Pero el caso más dramático de la capacidad de atención de un gobernante a un funcionario fue el vivido por don Angel Liz con Joaquín Balaguer cuando se creó el registro electoral. Don Angel, que presidía la Junta Central Electoral (JCE) había enviado técnicos del organismo a estudiar el sistema a Chile y otros países. En 1970 Balaguer le había prometido que, para la campaña siguiente, se estaría montando el sistema. Pero en 1974 Balaguer se mostraba renuente a aceptar el compromiso.

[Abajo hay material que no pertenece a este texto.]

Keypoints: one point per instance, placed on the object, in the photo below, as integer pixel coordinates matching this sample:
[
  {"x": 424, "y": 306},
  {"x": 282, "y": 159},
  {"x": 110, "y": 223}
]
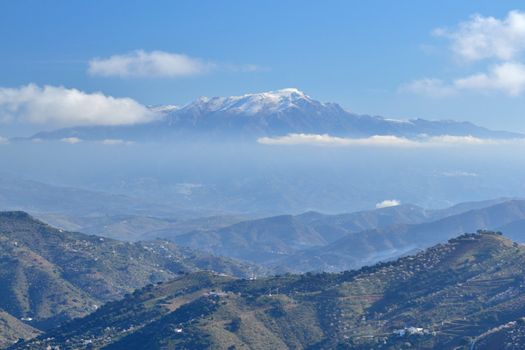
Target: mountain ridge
[
  {"x": 274, "y": 113},
  {"x": 444, "y": 297}
]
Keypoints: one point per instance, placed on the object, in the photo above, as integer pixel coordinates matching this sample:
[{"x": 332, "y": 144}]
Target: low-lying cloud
[
  {"x": 60, "y": 106},
  {"x": 379, "y": 140},
  {"x": 388, "y": 203}
]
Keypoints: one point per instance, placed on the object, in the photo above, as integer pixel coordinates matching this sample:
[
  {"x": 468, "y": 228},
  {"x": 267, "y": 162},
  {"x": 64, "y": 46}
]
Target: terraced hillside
[
  {"x": 48, "y": 276},
  {"x": 445, "y": 297}
]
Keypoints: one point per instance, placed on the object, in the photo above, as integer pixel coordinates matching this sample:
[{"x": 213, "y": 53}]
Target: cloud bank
[
  {"x": 379, "y": 141},
  {"x": 388, "y": 203},
  {"x": 482, "y": 38},
  {"x": 60, "y": 106},
  {"x": 487, "y": 37},
  {"x": 507, "y": 78}
]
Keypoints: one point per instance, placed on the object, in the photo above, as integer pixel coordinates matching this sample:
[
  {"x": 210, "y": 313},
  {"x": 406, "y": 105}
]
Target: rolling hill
[
  {"x": 445, "y": 297},
  {"x": 368, "y": 247},
  {"x": 49, "y": 275}
]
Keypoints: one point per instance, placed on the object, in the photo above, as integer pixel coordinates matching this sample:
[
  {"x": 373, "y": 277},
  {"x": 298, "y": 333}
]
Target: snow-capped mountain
[{"x": 273, "y": 113}]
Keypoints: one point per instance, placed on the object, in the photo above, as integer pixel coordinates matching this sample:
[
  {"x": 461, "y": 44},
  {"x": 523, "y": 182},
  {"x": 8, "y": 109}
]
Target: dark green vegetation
[
  {"x": 333, "y": 243},
  {"x": 447, "y": 297},
  {"x": 49, "y": 275}
]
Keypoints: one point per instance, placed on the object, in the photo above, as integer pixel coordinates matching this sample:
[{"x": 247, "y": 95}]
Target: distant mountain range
[
  {"x": 466, "y": 294},
  {"x": 271, "y": 113},
  {"x": 48, "y": 275},
  {"x": 319, "y": 242}
]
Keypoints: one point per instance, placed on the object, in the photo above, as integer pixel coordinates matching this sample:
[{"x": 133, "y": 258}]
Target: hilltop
[
  {"x": 50, "y": 275},
  {"x": 443, "y": 297},
  {"x": 271, "y": 113}
]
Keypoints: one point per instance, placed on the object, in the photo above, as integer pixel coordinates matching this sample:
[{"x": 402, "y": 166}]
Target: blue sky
[{"x": 366, "y": 55}]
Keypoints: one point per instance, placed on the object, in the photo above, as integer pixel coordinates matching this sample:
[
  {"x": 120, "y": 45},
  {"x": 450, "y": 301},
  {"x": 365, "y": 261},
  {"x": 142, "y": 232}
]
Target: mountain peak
[{"x": 253, "y": 103}]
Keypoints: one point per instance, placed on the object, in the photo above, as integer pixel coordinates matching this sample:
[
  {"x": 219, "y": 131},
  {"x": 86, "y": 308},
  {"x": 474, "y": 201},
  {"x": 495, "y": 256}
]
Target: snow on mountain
[
  {"x": 251, "y": 104},
  {"x": 273, "y": 113}
]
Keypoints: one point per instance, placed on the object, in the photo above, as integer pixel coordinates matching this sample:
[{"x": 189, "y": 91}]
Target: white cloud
[
  {"x": 429, "y": 87},
  {"x": 459, "y": 173},
  {"x": 71, "y": 140},
  {"x": 388, "y": 203},
  {"x": 380, "y": 141},
  {"x": 477, "y": 39},
  {"x": 487, "y": 37},
  {"x": 155, "y": 64},
  {"x": 59, "y": 106},
  {"x": 325, "y": 139},
  {"x": 148, "y": 64},
  {"x": 111, "y": 142},
  {"x": 507, "y": 78}
]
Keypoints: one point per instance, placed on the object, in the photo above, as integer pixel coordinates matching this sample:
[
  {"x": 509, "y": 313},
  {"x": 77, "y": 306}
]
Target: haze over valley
[{"x": 272, "y": 175}]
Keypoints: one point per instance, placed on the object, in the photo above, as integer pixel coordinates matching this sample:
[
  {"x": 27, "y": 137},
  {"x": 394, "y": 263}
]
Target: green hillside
[
  {"x": 443, "y": 298},
  {"x": 49, "y": 275}
]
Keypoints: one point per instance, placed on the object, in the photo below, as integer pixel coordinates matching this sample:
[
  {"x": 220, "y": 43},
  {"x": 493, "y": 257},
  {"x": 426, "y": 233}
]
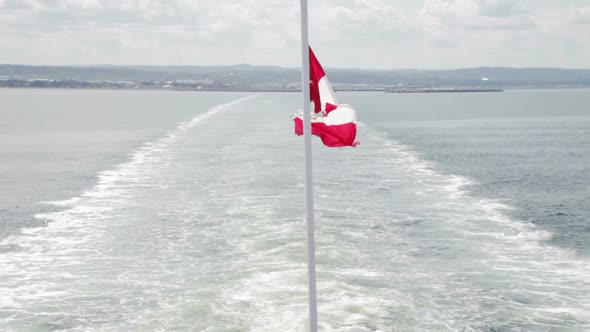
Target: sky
[{"x": 379, "y": 34}]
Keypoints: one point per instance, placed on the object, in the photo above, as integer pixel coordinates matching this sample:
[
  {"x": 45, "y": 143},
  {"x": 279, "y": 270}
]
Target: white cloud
[{"x": 345, "y": 33}]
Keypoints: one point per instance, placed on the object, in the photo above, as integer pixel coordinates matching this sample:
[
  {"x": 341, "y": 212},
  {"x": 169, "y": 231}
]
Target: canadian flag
[{"x": 334, "y": 123}]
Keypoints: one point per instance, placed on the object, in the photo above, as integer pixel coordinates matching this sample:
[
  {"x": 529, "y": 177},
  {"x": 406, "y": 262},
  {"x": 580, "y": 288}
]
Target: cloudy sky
[{"x": 344, "y": 33}]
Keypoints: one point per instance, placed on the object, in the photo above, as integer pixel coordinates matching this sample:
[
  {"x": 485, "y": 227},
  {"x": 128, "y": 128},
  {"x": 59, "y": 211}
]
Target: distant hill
[{"x": 248, "y": 75}]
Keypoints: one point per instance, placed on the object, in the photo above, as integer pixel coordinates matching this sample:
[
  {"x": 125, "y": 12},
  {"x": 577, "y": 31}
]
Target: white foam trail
[{"x": 70, "y": 239}]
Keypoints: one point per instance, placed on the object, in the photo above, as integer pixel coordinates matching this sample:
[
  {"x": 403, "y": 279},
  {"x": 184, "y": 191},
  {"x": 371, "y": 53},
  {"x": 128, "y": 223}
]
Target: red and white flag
[{"x": 334, "y": 123}]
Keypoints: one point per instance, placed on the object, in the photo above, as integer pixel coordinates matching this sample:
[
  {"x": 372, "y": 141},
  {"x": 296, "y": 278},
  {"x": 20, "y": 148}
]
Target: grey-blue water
[{"x": 126, "y": 210}]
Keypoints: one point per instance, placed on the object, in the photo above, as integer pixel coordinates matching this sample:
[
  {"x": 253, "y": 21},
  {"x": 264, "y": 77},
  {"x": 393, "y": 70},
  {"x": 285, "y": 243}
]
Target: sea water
[{"x": 133, "y": 210}]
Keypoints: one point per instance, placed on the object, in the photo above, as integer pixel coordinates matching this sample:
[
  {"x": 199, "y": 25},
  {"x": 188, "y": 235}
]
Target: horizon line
[{"x": 100, "y": 66}]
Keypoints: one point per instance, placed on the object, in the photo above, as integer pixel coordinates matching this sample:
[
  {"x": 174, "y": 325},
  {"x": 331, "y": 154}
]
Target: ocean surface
[{"x": 179, "y": 211}]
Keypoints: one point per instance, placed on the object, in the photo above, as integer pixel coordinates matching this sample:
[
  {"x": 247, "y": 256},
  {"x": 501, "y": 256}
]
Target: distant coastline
[{"x": 276, "y": 79}]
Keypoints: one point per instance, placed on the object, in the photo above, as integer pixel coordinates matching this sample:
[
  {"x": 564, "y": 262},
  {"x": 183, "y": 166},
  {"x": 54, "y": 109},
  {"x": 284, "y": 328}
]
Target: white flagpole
[{"x": 313, "y": 310}]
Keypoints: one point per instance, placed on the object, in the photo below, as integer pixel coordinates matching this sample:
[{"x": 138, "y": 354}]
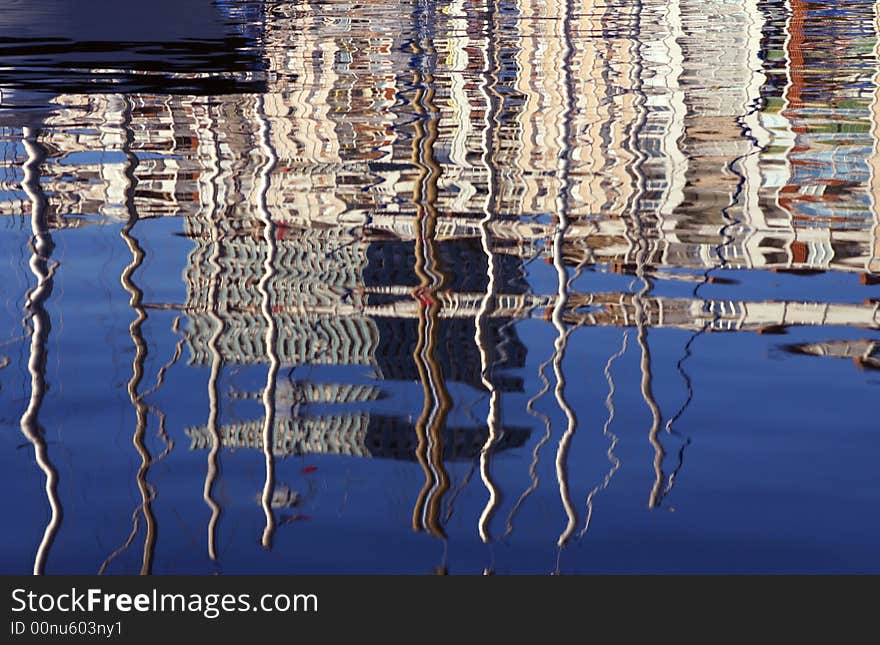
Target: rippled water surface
[{"x": 513, "y": 286}]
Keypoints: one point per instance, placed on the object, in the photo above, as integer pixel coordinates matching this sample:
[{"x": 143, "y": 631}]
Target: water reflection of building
[{"x": 683, "y": 142}]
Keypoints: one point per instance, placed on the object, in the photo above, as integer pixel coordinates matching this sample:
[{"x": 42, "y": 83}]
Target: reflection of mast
[
  {"x": 642, "y": 253},
  {"x": 41, "y": 246},
  {"x": 874, "y": 164},
  {"x": 490, "y": 70},
  {"x": 429, "y": 426},
  {"x": 271, "y": 338},
  {"x": 136, "y": 333},
  {"x": 216, "y": 359},
  {"x": 562, "y": 208},
  {"x": 647, "y": 378},
  {"x": 606, "y": 431}
]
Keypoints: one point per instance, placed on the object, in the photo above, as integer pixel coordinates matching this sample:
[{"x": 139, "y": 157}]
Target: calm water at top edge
[{"x": 514, "y": 287}]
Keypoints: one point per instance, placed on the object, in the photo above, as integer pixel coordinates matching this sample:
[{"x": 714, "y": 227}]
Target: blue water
[{"x": 521, "y": 287}]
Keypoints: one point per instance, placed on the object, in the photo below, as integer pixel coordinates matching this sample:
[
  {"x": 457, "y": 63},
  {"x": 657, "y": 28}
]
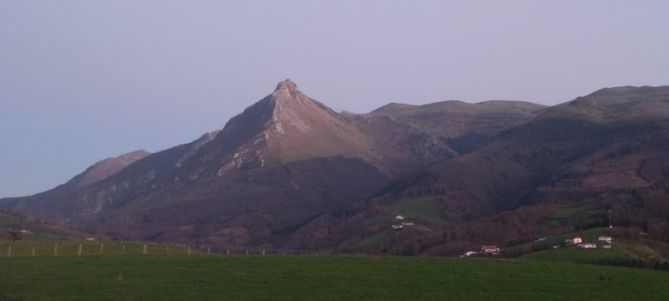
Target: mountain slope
[{"x": 607, "y": 150}]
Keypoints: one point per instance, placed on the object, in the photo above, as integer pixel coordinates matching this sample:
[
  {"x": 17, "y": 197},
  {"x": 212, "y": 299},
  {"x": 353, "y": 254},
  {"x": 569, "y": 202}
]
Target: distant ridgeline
[{"x": 290, "y": 173}]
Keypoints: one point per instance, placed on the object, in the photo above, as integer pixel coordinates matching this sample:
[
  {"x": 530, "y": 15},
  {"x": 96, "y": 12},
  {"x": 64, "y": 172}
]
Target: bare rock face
[{"x": 107, "y": 167}]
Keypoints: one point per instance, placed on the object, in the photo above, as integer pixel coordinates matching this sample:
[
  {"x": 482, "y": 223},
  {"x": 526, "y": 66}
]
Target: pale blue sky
[{"x": 85, "y": 80}]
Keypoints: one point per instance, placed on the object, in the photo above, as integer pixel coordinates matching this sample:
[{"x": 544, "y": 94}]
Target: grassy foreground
[{"x": 237, "y": 277}]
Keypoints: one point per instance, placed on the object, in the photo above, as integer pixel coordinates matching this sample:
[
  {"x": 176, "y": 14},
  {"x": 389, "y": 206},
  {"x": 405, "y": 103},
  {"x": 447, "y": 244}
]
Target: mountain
[
  {"x": 562, "y": 171},
  {"x": 290, "y": 172}
]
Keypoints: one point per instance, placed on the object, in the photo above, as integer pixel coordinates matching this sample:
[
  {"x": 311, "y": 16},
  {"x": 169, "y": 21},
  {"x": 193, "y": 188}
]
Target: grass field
[
  {"x": 576, "y": 255},
  {"x": 239, "y": 277}
]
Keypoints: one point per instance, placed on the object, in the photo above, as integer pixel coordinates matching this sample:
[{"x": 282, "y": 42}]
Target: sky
[{"x": 85, "y": 80}]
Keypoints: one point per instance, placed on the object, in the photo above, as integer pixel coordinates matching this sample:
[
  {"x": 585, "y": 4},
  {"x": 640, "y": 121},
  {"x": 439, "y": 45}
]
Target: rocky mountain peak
[{"x": 287, "y": 85}]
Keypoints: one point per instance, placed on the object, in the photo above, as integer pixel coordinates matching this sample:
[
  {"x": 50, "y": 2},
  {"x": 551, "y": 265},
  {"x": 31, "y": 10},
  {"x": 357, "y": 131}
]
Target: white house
[
  {"x": 490, "y": 250},
  {"x": 606, "y": 239},
  {"x": 587, "y": 245},
  {"x": 574, "y": 241}
]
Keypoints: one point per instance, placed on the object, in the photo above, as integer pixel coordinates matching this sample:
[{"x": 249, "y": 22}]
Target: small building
[
  {"x": 605, "y": 238},
  {"x": 490, "y": 250},
  {"x": 587, "y": 245},
  {"x": 573, "y": 241}
]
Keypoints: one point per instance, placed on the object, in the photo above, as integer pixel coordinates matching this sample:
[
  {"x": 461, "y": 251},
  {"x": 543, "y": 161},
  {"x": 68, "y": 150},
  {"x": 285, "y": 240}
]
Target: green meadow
[{"x": 275, "y": 277}]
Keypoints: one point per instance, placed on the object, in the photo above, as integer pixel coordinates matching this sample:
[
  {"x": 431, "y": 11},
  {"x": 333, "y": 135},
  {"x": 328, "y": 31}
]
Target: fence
[{"x": 10, "y": 249}]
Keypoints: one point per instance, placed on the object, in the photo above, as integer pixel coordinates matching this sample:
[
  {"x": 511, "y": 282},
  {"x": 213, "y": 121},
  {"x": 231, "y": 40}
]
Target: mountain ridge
[{"x": 289, "y": 171}]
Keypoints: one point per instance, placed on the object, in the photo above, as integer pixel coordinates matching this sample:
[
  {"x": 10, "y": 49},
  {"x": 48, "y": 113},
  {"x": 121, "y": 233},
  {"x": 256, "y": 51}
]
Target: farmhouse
[
  {"x": 605, "y": 238},
  {"x": 574, "y": 241},
  {"x": 587, "y": 245},
  {"x": 490, "y": 250}
]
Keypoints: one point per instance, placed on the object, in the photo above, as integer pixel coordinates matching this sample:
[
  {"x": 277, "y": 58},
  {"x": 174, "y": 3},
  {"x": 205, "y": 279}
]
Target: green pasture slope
[{"x": 256, "y": 277}]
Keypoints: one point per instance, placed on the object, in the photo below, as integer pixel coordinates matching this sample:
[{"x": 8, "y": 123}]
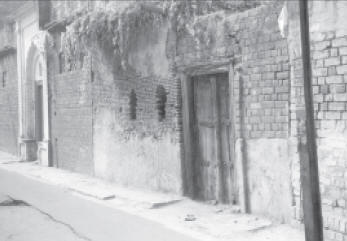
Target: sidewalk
[{"x": 187, "y": 219}]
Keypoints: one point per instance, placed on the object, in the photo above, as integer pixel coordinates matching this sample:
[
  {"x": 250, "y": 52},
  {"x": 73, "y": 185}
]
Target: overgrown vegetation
[{"x": 114, "y": 29}]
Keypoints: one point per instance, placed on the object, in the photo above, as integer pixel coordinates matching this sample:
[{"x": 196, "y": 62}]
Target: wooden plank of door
[
  {"x": 187, "y": 108},
  {"x": 234, "y": 184},
  {"x": 219, "y": 187}
]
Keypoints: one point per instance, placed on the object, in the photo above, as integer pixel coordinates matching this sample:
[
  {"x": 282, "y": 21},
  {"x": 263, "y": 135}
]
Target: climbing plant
[{"x": 114, "y": 29}]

Don Angel, que cayó enfermo, estaba en una clínica privada de Santo Domingo cuando el Presidente acudió a verlo. Tras los saludos de rigor, don Angel recordó al mandatario su compromiso. Balaguer intentó eludir el tema, y un Liz convaleciente pero enérgico, se incorporó en su cama:

Creo en su palabra. Usted hizo un compromiso conmigo. Y tiene que cumplirlo.

El registro electoral comenzó a funcionar, efectivamente, en 1974. Y su existencia, paradójicamente, sirvió como instrumento de la derrota de Balaguer cuatro años después.